Bin Laden's justification of 9/11 goes viral on TikTok as Al-Qaida leader's letter removed online
The trending videos are filled with young people claiming that they are shocked by the letter and voicing their support for it.
Videos praising a letter from the late Al-Qaida leader Osama Bin Laden justifying the Sept. 11, 2001, terror attacks have gone viral on TikTok, causing the letter to be removed online.
The Guardian, which has had the letter on its website since 2002, said Wednesday it removed the transcript because it "had been widely shared on social media without the full context." The removed page still remains the paper's second most viewed document as of early Thursday afternoon.
The trending videos are filled with young people, who appear to be American, claiming that they are shocked by the letter and voicing their support for it.
"I need you to stop what you're doing right now and go read a letter to America. It is literally the craziest thing I've read in a while," one unidentified user says in a TikTok video. "Under settler colonialism, any kind of resistance is branded as terrorist because the only acceptable violence is violence by the occupier."

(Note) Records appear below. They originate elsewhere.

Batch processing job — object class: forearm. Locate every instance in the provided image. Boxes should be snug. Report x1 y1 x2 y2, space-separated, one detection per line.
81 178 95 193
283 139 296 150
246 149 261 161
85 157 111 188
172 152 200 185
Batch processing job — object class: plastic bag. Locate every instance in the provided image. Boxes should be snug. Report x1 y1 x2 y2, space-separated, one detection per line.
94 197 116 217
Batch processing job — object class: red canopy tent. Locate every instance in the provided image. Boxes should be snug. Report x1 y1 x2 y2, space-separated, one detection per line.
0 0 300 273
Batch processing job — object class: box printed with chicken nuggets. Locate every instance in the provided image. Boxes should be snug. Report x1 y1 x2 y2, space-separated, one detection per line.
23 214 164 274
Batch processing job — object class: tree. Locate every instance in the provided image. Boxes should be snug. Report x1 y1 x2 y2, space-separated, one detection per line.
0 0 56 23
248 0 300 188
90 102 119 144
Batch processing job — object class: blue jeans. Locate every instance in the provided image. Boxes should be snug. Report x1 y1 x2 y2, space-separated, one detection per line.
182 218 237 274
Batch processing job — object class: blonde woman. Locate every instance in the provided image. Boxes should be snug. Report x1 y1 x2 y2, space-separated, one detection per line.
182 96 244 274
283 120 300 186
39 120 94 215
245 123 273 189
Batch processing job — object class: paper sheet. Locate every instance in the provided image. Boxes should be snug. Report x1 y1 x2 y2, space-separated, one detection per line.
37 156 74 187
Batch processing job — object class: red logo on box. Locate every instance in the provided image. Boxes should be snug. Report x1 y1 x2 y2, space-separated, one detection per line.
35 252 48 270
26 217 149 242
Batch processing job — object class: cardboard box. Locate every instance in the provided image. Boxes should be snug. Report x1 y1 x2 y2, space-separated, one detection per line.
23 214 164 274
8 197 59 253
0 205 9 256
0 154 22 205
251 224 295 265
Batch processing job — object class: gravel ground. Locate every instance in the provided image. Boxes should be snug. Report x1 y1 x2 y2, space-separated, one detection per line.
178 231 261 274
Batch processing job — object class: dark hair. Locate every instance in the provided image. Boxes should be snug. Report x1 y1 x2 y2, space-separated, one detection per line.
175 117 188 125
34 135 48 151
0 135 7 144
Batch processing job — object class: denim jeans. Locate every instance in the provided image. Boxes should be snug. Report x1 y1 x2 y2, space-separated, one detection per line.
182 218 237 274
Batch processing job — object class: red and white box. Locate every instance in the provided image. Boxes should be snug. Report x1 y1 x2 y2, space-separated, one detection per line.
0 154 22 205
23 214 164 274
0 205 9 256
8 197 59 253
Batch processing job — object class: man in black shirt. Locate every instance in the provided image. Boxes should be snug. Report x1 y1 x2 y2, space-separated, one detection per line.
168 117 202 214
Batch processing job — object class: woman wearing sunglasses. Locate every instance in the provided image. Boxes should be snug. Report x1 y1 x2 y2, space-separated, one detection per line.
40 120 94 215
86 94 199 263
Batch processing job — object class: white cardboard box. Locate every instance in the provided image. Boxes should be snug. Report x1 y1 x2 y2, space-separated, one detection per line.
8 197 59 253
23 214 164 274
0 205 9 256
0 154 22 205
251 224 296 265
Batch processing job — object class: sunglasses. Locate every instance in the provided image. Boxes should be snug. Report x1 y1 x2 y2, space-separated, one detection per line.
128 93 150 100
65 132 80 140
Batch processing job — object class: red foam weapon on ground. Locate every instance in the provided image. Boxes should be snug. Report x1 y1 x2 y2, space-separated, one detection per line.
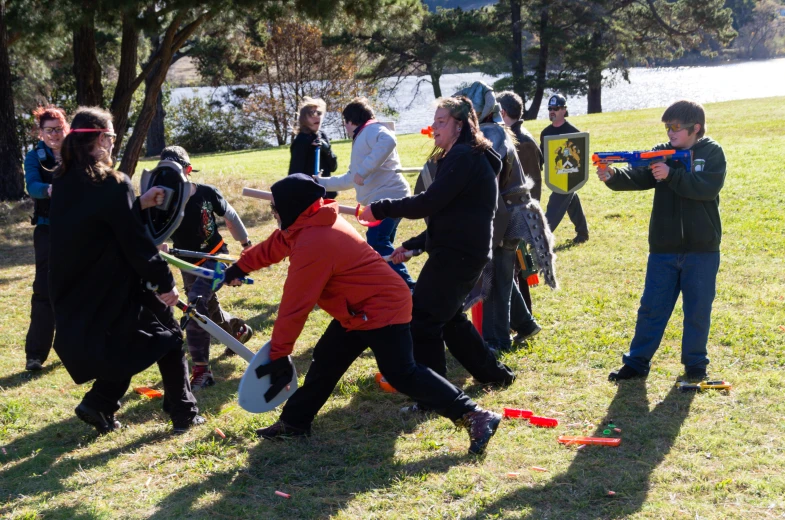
559 435 621 446
243 188 382 227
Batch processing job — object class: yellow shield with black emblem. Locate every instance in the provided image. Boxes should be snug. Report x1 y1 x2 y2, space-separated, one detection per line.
543 132 589 193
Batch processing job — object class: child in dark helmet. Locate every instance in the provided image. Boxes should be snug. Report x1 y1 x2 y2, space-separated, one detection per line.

Another TikTok user urged people to read the letter. "However be forewarned, this has left me very disillusioned, and I feel the same exact way I felt when I was deconstructing Christianity. I feel a little bit, just confused like I have entered into another timeline, like, 'What is this?'" the user says.
Another TikTok video shows a young person celebrating with the caption: "Me when I got the news in 2011 that 'we got him,'" followed by a video of a person looking confused with the caption, "2023: reading his letter to America knowing he was right." Other users have put out similar videos of before and after reactions.
The letter, written just over a year after the 9/11 attacks, quotes the Quran, and focuses largely on Israel, which Bin Laden dubs the creation of a "crime that must be erased." It also slams homosexuality, women's liberation and the stock market, among other things. It also calls for the need to institute fundamentalist Islamic law.
Bin Laden said he fought the West because it "attacked us in Palestine" and it continues to "attack" Muslims "on a daily basis" across the world. He also told the West that his terror group is "calling you to Islam" and he wants the West to "to stop your oppression, lies, immorality and debauchery that has spread among you."
The Guardian isn't the only website that removed the letter.
Bryn Mawr College, a Pennsylvania liberal arts school, also took it down from their website.
The letter is trending after Hamas terrorists attacked Israel on Oct. 7, killing around 1,200 people and kidnapping about 240 others. Israel responded with missile strikes and an invasion of the Gaza Strip.